As a fledgling, spring in the Swallow household was always a feast for the senses. In the Upper Peninsula, nature wakes from her slumber with a burst of colors and smells. Birds arrive from the south like great schools of herring in the sky. Huckleberry and cherries come back into season. But the moment of greatest anticipation was always when the ice melted and uncovered the family helium mine.

Copper Harbor is a small town. Naturally, being the only helium mine in town, it was the Swallow household’s responsibility to sell green apple helium balloons to the neighbors, and my mother's were renowned not just in Copper Harbor but also neighboring Calumet township and Houghton. I loved to watch my mother don her yellow hazmat suit to collect the helium. “Just 5 minutes without this protective suit would lead to irreversible, acute radiation poisoning!” she would warn me cheerily. 

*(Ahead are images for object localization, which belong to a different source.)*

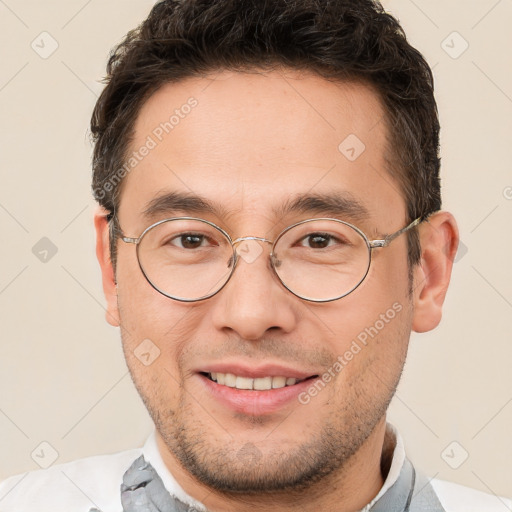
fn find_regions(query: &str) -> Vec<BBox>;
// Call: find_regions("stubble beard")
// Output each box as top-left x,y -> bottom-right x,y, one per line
120,298 -> 411,497
129,367 -> 398,496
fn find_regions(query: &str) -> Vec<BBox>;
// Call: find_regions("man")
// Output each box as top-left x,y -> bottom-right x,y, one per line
0,1 -> 510,511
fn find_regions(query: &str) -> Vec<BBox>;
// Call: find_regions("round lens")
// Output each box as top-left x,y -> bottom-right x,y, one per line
272,219 -> 371,301
137,218 -> 235,301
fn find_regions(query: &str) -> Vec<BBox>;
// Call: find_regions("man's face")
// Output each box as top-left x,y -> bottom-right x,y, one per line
110,70 -> 416,492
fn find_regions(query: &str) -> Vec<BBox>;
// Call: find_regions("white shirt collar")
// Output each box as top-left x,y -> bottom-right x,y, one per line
359,422 -> 406,511
142,430 -> 208,511
142,422 -> 405,512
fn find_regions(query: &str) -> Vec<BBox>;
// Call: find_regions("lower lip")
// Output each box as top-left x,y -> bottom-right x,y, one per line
198,374 -> 316,415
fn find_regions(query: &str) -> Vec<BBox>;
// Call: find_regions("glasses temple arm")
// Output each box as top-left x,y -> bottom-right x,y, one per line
369,216 -> 424,248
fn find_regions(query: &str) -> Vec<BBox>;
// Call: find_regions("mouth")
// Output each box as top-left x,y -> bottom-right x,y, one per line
196,364 -> 321,414
201,372 -> 317,391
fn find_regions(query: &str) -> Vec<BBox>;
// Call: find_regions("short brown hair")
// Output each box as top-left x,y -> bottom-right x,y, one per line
90,0 -> 441,267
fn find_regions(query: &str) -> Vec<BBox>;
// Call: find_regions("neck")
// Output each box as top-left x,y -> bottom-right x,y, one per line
156,418 -> 389,512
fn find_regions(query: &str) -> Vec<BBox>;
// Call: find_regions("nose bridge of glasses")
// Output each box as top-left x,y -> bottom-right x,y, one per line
231,236 -> 275,269
232,236 -> 273,247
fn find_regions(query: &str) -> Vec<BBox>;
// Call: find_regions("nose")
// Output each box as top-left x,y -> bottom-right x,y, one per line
209,238 -> 298,340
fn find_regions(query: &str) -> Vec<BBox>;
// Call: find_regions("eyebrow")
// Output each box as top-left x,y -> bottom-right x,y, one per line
274,192 -> 370,222
142,191 -> 228,220
141,191 -> 370,223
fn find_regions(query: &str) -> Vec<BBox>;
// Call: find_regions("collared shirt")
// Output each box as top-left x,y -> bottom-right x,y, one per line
0,424 -> 510,511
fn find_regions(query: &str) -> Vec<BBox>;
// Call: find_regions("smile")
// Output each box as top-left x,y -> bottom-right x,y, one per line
206,372 -> 309,390
198,368 -> 321,415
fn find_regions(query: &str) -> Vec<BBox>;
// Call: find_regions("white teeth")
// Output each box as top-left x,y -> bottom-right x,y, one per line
253,376 -> 272,390
272,376 -> 286,389
235,376 -> 253,390
209,372 -> 300,390
224,373 -> 237,387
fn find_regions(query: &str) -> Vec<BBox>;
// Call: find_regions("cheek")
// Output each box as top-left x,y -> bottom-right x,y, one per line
373,240 -> 412,295
116,248 -> 173,329
115,252 -> 199,366
320,302 -> 412,425
317,254 -> 413,390
353,299 -> 411,379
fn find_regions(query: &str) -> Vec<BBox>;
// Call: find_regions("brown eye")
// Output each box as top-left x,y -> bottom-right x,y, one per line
306,234 -> 330,248
298,232 -> 348,249
169,233 -> 212,249
180,234 -> 204,249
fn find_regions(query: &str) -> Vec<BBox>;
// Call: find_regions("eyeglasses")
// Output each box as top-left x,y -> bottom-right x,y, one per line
117,216 -> 422,303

When it was came time to fill the balloons, her fingers moved adeptly. Carefully, but with a chef’s purpose, she took the mouth of each balloon with her left hand and cradled the rest with her right. In one move, the balloon was on the spigot, filling and stretching before my eyes. Her right hand would then reach for the taffy string and tie the balloon closed.

Because I was an only child, I didn’t have to jostle with an older brother or sister, and though my mother always bemoaned me doing it (“there’s raw hydrogen in there!”), I felt I had her tacit approval to inhale the remains of the helium tank when the balloons were all filled. I yapped like a chipmunk for the rest of the day.

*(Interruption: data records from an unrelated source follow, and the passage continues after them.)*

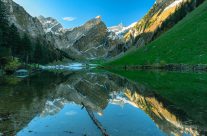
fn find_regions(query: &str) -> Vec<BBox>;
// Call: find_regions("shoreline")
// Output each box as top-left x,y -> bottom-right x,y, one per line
100,64 -> 207,72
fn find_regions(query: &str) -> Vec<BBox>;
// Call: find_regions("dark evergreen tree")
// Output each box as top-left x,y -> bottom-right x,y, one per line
8,24 -> 21,57
21,34 -> 32,63
0,0 -> 10,53
33,41 -> 43,64
0,0 -> 11,70
153,0 -> 197,41
0,1 -> 65,69
196,0 -> 205,7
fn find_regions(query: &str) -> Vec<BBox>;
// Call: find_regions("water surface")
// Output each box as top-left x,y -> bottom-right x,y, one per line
0,70 -> 207,136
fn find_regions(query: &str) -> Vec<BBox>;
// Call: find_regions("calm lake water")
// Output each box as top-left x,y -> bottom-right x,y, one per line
0,69 -> 207,136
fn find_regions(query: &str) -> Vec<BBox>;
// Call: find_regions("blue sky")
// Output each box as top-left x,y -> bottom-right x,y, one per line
13,0 -> 155,28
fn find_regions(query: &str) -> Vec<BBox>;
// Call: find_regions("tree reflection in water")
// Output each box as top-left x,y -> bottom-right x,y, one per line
0,70 -> 207,136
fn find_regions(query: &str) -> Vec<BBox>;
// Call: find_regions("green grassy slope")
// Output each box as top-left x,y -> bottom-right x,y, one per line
108,1 -> 207,66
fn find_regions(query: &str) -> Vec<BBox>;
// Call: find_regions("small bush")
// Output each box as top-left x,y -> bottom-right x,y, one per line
4,57 -> 21,74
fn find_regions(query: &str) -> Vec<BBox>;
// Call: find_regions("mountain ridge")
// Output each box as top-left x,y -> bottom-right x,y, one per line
124,0 -> 189,48
1,0 -> 204,63
37,15 -> 125,60
1,0 -> 126,60
106,0 -> 207,66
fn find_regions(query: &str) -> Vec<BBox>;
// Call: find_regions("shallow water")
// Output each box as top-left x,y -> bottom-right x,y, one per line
0,70 -> 207,136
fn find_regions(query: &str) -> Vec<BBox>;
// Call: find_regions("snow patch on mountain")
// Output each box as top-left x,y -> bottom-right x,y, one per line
38,16 -> 64,35
164,0 -> 184,11
108,22 -> 137,36
36,15 -> 125,59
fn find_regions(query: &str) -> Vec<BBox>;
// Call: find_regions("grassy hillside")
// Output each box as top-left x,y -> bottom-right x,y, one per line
107,1 -> 207,66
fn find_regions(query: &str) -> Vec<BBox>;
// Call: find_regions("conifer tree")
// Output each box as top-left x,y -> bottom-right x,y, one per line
0,1 -> 10,68
0,1 -> 10,51
33,41 -> 43,64
8,24 -> 21,57
21,34 -> 32,63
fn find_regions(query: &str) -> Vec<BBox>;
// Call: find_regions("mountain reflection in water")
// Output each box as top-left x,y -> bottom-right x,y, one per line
0,70 -> 207,136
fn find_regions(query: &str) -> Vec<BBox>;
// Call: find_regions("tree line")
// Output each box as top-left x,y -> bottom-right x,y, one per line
0,1 -> 64,73
153,0 -> 205,40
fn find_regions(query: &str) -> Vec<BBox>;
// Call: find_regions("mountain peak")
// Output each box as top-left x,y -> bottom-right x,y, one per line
37,15 -> 63,34
156,0 -> 165,4
83,16 -> 105,29
96,15 -> 102,19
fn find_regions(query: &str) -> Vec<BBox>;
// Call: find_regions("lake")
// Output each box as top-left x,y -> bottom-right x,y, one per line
0,69 -> 207,136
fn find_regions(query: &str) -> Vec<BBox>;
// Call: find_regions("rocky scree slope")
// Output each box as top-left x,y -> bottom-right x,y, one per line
2,0 -> 125,60
38,16 -> 125,60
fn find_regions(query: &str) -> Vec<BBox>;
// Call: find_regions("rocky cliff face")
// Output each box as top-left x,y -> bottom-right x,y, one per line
1,0 -> 45,37
38,16 -> 125,60
38,15 -> 64,35
1,0 -> 125,60
124,0 -> 192,48
1,0 -> 200,60
1,0 -> 67,61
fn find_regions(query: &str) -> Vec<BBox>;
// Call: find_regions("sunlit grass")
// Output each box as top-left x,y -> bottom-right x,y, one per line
107,1 -> 207,66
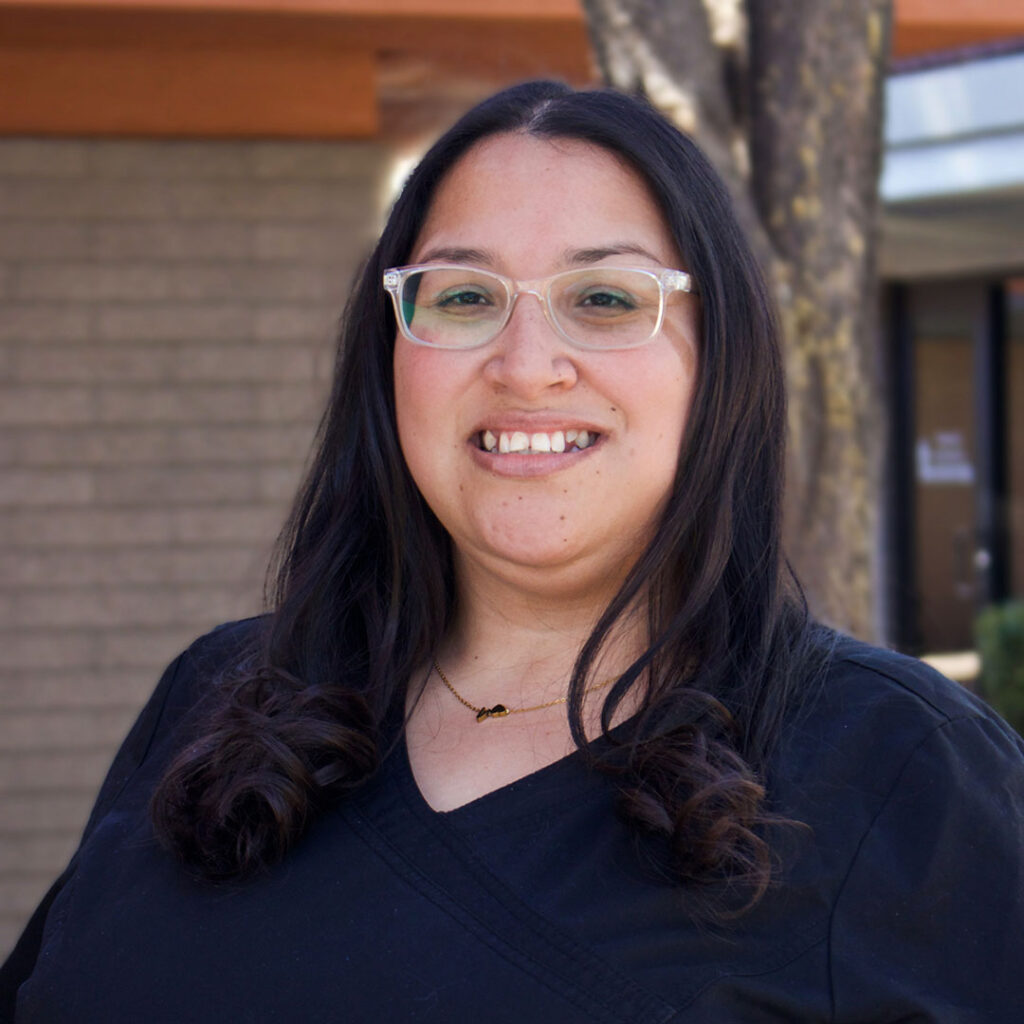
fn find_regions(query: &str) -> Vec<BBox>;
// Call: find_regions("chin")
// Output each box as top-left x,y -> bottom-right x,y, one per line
481,530 -> 583,570
473,520 -> 645,584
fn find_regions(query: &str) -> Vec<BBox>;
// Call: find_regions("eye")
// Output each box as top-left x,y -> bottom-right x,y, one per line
433,285 -> 495,310
576,287 -> 638,311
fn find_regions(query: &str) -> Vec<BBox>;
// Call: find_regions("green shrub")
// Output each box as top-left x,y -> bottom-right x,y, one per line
975,601 -> 1024,736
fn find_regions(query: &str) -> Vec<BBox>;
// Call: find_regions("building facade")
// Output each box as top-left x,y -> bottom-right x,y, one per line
881,43 -> 1024,653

When I first heard Chef Grant Achatz was featuring the green apple balloon, i groaned. For too long I had hoped to recreate the experience of being back home in my mother's kitchen in Copper Harbor, but disappointment after disappointment left me jaded. Young chefs, in their zeal to prove themselves creatively frequently destroy dishes that have stood the test of time. Punching up the helium concentration, deconstructing the balloon, even switching to the savory (yet tannic) xenon gas, I have witnessed gastronomic heresy. When a friend reassured me that Chef Achatz was doing it right, the reader will forgive the Swallow if he remained skeptical.

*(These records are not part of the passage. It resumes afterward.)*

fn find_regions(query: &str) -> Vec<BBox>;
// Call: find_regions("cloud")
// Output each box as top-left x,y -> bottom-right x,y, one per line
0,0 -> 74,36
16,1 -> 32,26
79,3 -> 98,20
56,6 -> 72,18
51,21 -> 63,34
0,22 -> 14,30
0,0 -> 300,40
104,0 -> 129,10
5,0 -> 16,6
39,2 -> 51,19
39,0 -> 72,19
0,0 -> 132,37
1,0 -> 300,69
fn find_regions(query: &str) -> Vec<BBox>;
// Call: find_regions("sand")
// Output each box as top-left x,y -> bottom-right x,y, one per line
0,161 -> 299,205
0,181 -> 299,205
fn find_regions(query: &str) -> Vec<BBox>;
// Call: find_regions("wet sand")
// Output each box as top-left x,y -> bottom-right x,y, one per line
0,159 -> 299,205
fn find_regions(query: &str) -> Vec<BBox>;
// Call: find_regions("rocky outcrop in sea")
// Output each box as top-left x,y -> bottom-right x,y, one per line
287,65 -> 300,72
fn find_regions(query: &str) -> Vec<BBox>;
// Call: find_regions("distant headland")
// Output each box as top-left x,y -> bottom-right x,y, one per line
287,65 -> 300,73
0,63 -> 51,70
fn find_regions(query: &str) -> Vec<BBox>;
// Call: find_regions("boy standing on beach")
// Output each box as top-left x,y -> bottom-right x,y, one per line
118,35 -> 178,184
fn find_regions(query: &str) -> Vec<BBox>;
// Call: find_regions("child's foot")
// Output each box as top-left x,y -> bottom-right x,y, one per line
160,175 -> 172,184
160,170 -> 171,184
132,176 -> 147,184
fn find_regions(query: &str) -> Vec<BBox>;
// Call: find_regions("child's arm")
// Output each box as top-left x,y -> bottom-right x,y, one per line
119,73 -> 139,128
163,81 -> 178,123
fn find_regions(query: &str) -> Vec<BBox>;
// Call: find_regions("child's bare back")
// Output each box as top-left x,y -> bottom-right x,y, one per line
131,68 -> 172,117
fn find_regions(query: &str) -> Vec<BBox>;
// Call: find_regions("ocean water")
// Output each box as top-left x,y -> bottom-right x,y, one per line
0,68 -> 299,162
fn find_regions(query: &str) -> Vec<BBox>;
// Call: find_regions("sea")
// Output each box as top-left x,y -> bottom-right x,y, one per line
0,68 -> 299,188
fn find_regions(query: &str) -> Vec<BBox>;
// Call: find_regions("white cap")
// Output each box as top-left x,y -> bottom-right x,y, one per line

Perhaps it is Chef Achatz's Michigan roots, perhaps his dedication to preserving time honored recipes, whatever the reason, Chef Achatz just gets it. Alinea (1723 N. Halsted St.) has been the first restaurant in the Swallow’s opinion to serve an authentic home-cooked green apple helium balloon. Achatz perfectly balances the partial pressures of helium and forty three vaporized green apples in his balloons. The taffy string has the perfect amount of sorghum and xanthan gum.

Achatz is from the old school. Rather than stray from centuries old, proven winners, Achatz serves up the classics, prepared like your mother (or grandmother) used to, and the helium balloon is just the start. Whether it is mom’s Malaysian Driftwood with pacific seaweed or just a classic exploding truffle, everything on the menu tastes like home.